A Columbia, sua primeira gravadora, que a contratou ainda nos anos 1950, queria fazer dela a nova cantora-sensação de jazz. Mas Aretha só encontrou o rumo definitivo em meados da década de 1960, quando passou a gravar para a Atlantic. De lá para cá, foram 18 Grammys, dezenas de milhões de discos vendidos. E o status de "Rainha do Soul" (ela foi coroada em 1967, em Chicago, pelo DJ Pervis Spann). São daquela década sucessos planetários como Chain of fools, Spirit in the dark e Think.

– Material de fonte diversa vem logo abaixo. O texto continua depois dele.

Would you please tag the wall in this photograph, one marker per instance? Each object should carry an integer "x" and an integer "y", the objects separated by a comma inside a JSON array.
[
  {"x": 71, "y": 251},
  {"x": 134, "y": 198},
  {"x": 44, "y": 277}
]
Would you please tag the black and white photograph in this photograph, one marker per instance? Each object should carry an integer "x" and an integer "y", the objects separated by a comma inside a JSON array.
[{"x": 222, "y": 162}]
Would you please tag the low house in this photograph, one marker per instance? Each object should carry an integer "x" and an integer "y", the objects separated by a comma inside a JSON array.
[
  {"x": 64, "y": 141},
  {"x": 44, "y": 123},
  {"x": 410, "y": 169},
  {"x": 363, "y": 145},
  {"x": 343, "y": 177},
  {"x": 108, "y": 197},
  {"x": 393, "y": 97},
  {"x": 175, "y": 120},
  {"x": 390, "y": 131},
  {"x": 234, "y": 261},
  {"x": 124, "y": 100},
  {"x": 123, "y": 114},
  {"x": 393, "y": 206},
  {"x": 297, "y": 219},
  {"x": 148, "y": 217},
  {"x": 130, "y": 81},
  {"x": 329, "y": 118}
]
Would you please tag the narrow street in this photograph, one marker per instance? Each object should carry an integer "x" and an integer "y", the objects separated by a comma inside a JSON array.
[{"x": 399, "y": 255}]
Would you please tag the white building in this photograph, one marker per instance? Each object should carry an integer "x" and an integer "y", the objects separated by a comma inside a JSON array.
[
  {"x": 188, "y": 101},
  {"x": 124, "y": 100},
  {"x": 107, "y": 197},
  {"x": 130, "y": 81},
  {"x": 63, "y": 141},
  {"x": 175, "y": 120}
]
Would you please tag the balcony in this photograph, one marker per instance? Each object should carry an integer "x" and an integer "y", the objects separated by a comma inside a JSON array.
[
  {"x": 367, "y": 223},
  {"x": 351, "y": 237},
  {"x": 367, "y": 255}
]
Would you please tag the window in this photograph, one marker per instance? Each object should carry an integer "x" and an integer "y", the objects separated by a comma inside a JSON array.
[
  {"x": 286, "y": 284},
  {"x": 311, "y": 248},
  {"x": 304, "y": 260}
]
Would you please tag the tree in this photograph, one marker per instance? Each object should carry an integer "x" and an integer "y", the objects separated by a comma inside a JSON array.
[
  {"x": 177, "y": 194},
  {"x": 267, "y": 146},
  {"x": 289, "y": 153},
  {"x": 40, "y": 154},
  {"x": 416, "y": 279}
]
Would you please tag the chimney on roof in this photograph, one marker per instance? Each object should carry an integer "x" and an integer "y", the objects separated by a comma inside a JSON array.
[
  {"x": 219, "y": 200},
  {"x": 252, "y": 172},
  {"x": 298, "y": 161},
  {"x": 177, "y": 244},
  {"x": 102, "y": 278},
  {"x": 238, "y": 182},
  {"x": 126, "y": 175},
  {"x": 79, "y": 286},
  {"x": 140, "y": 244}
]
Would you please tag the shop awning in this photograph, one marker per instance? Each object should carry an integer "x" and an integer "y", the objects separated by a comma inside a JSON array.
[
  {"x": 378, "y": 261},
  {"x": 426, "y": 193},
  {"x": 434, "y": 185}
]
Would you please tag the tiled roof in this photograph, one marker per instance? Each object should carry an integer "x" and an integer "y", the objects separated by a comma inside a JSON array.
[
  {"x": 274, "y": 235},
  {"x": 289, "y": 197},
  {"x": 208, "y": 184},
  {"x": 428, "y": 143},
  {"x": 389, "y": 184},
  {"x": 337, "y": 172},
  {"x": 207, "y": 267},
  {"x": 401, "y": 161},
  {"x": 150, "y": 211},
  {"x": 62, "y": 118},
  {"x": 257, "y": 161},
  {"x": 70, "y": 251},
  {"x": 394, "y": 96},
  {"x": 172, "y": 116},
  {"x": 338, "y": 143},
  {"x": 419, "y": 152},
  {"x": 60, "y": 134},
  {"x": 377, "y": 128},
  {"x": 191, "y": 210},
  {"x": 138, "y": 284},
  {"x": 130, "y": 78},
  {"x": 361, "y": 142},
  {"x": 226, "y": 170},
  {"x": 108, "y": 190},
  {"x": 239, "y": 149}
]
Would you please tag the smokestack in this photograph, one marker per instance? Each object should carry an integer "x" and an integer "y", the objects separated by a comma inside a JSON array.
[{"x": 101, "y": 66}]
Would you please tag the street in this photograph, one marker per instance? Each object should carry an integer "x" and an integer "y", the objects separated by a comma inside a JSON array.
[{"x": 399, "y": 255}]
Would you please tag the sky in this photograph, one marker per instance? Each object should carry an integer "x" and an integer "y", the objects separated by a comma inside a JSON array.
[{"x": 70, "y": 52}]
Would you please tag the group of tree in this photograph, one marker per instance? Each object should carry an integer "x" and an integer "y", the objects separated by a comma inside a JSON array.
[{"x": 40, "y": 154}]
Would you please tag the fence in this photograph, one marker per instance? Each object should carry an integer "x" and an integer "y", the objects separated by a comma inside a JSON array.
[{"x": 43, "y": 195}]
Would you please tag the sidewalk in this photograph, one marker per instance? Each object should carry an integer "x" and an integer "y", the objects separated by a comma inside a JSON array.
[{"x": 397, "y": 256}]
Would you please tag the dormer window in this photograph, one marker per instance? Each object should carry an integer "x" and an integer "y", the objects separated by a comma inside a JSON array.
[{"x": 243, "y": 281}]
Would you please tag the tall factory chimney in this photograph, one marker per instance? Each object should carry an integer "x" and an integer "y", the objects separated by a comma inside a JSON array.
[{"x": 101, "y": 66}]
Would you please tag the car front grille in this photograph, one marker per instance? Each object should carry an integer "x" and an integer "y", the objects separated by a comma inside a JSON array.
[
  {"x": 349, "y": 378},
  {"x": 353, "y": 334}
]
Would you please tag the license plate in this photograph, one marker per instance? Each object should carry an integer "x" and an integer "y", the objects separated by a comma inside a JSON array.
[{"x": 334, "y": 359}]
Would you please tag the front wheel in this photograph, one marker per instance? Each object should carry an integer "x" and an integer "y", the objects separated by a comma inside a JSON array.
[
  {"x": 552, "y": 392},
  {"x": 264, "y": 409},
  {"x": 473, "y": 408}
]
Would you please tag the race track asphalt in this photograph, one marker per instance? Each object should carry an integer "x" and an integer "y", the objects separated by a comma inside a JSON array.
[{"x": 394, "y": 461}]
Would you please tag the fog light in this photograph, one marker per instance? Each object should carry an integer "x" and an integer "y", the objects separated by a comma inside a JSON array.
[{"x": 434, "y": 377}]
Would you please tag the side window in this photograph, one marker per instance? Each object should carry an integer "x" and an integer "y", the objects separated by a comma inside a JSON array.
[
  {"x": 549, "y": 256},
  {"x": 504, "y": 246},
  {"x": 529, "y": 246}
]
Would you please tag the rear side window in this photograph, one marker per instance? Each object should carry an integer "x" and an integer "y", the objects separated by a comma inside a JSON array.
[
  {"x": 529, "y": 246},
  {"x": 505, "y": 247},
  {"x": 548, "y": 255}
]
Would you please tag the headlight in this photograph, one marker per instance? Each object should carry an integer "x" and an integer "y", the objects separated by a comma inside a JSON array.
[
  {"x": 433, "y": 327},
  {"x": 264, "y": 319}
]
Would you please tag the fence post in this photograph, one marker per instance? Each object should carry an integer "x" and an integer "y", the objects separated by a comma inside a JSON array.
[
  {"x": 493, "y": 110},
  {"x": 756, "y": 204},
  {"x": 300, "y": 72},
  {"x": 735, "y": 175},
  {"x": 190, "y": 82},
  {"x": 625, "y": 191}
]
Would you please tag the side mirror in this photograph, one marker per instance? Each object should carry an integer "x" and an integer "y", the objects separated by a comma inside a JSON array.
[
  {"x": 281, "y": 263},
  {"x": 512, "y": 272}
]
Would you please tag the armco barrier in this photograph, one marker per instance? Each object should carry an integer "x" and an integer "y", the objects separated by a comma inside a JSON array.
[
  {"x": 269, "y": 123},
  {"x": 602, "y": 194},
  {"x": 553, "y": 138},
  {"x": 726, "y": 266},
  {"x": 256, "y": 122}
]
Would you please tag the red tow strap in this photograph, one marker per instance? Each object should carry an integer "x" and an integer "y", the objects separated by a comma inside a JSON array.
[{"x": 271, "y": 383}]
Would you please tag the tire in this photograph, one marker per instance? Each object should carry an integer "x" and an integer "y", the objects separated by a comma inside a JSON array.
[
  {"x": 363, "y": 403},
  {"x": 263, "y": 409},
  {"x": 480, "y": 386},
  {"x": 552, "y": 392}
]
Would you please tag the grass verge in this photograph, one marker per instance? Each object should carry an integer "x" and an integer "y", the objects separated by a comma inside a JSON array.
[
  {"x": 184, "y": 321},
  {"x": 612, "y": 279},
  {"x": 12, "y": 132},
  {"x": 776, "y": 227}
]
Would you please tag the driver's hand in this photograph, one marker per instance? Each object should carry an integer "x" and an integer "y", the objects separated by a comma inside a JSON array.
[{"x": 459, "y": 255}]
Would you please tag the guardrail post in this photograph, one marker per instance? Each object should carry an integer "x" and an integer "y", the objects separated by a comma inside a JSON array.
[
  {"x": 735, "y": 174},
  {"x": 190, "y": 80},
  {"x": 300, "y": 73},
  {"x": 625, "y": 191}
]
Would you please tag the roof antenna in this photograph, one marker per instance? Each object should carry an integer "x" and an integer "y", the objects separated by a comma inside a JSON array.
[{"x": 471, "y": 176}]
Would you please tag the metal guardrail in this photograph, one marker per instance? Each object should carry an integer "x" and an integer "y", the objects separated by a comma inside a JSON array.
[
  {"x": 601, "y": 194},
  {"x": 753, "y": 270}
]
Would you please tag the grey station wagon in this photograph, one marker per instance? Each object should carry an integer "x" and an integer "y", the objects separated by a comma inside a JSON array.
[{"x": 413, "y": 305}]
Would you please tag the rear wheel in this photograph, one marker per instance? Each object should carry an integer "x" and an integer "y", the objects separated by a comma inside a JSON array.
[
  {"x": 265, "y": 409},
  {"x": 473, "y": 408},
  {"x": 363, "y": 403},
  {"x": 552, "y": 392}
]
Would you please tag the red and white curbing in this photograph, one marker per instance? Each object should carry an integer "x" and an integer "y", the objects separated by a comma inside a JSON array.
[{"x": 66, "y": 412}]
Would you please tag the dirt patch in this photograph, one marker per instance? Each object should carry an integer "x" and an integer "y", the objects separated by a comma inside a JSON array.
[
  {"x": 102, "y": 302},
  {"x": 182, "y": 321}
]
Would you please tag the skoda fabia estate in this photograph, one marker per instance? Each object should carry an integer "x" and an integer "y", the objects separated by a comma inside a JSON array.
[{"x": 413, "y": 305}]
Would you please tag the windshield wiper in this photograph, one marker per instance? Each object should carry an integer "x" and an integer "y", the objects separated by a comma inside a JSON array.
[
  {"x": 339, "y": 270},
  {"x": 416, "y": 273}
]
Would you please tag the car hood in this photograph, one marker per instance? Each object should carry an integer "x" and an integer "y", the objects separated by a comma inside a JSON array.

No final do século, 1999, saiu uma biografia autorizada de David Ritz. Insossa, oficialesca. Em 2014, Ritz publicou o verdadeiro tesouro que colhera em suas pesquisas. Apesar dos protestos de Aretha, o livro altera o modo como a conhecemos. O maior mérito do livro é mostrar o profundo, decidido engajamento político da cantora na década de 1960 - ela cantou com Mahalia em 1963 para arrecadar fundos para a Grande Marcha a Washington de Martin Luther King e apoiou publicamente Angela Davis, militante pelos direitos civis dos negros. Tudo refletido em memoráveis canções como "Respect", "Think", "(You make me feel like) a natural woman" e "Chain of fools", todas gravadas na Atlantic.
Filha do Delta
Aretha é "filha" musical da região do Delta do Rio Mississippi, é bom não esquecer - descendente direta da grande Mahalia Jackson e de Clara Ward. Bendito delta que pariu gênios do blues do porte de Robert Johnson, Son House, Howlin’ Wolf, Muddy Waters e B. B. King, entre tantos outros. Ainda criança, cantava no coral e participava dos cultos na igreja, compartilhando as suingadas pregações do pai, o reverendo Clarence, que inspiraram ninguém menos do que James Brown, o mago da soul music. Mas em casa, sentadinha na escada junto com os irmãos Erma, Cecil e Carolyn, ouvia pianistas como Art Tatum e Nat King Cole dedilharem o piano da sala. Outros visitantes ilustres eram Oscar Peterson, Duke Ellington, Ella Fitzgerald, Billy Eckstine, Lionel Hampton. A cantora Dinah Washington era uma espécie de madrinha das crianças: ensaiava com elas. Esqueci de dizer: além dos irmãos, acotovelavam-se também naquela escada miraculosa amigos como Diana Ross e Smokey Robinson.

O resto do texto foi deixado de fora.